How to Pass ACCA PM Section C: The Variance Mistake Costing You Marks (2026)

Richard Clarke

The bottom line

You don't lose PM in the calculations — you lose it in the discussion. Section C variance questions hand out roughly half their marks for interpretation, and that's exactly where candidates throw them away with vague, generic comments. Fix three things and Section C stops being a coin toss.

What the examiner keeps flagging

PM's pass rate hit 45% in March 2026 — its highest in over a decade — after sinking to 40% in December 2025. The swing isn't about harder sums. It's about technique in the two 20-mark Section C questions, where decision-making, budgeting and variance analysis live.

The single most-repeated variance error: using standard profit instead of standard contribution. Where a marginal costing system applies, the sales volume variance is valued at standard contribution per unit. Reach for profit and the whole figure is wrong before you've written a word of analysis.

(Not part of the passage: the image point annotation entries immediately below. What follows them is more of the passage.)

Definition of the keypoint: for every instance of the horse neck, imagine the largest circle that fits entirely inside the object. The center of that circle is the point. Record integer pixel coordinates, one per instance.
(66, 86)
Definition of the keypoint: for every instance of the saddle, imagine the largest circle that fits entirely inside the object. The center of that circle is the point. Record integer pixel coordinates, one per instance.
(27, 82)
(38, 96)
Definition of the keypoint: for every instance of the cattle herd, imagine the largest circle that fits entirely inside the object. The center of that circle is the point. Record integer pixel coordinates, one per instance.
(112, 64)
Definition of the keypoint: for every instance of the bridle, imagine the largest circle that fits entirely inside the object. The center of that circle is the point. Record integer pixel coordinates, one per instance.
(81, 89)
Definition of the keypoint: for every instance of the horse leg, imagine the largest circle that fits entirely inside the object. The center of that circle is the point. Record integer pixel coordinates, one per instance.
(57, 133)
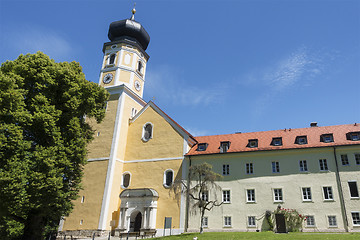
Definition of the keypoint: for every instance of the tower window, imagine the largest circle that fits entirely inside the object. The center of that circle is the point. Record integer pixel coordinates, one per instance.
(126, 180)
(112, 59)
(147, 132)
(133, 112)
(140, 67)
(168, 178)
(224, 147)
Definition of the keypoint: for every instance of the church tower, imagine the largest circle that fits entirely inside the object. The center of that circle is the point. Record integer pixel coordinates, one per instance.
(122, 74)
(125, 58)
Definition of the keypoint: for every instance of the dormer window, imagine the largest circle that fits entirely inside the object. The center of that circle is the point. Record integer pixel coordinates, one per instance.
(301, 140)
(353, 136)
(224, 146)
(276, 141)
(111, 60)
(252, 143)
(326, 138)
(201, 147)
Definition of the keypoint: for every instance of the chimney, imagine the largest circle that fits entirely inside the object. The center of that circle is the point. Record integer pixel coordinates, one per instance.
(313, 124)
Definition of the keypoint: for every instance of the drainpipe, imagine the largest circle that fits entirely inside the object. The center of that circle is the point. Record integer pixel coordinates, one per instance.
(341, 194)
(187, 199)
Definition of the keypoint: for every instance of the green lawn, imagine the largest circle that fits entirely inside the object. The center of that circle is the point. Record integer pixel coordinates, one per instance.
(263, 235)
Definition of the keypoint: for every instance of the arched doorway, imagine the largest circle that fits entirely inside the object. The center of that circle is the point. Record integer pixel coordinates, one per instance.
(137, 223)
(138, 209)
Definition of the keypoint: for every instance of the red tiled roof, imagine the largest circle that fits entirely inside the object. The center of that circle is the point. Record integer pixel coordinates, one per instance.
(239, 141)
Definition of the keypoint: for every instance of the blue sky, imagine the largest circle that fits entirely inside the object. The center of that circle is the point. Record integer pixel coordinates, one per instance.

The second killer is unlabelled variances. Every number must be marked Favourable or Adverse. A figure left as positive or negative, with no F/A label, risks scoring nothing — even when the maths is right.

The third, and most expensive, is generic narrative. The examiner is blunt: marks go to comments tied to the scenario, not to textbook statements. "The variance is adverse" earns zero. A comment that names the cause from the scenario earns the mark.

Wrong answer vs right answer

Take a $16,000 adverse sales volume variance. Here's what loses marks:

Generic (0 marks): "There is an adverse sales volume variance. This means the company sold fewer units than budgeted, which is bad for profit."

Applied (full marks): "The $16,000 adverse sales volume variance reflects the loss of the Westside contract described in note 3, which cut unit sales by 800. As this was a one-off customer exit rather than a fall in underlying demand, it is unlikely to recur, so the variance overstates the longer-term performance problem."

Same variance. The second answer reads the scenario, explains the cause, and judges what it means. That's the difference between a mark and a blank.

What to do

1. Value sales volume on contribution. Under marginal costing, sales volume variance = (actual units − budget units) × standard contribution per unit. Never standard profit.

2. Label everything F or A. Write the letter next to every variance as you go. It takes a second and protects marks the examiner will otherwise withhold.

3. Make every sentence point at the scenario. If your comment would fit any company, it scores nothing. Name the contract, the price change, the supplier — whatever the question gave you.

The takeaway

Around half of a variance question's marks are for words, not numbers — and they're the marks most candidates leave on the table. With the September 2026 exams running 7–11 September, you have time to drill the discussion, not just the calculation. Get the contribution right, label every variance, and write like you've read the scenario. That's how 40% becomes a pass.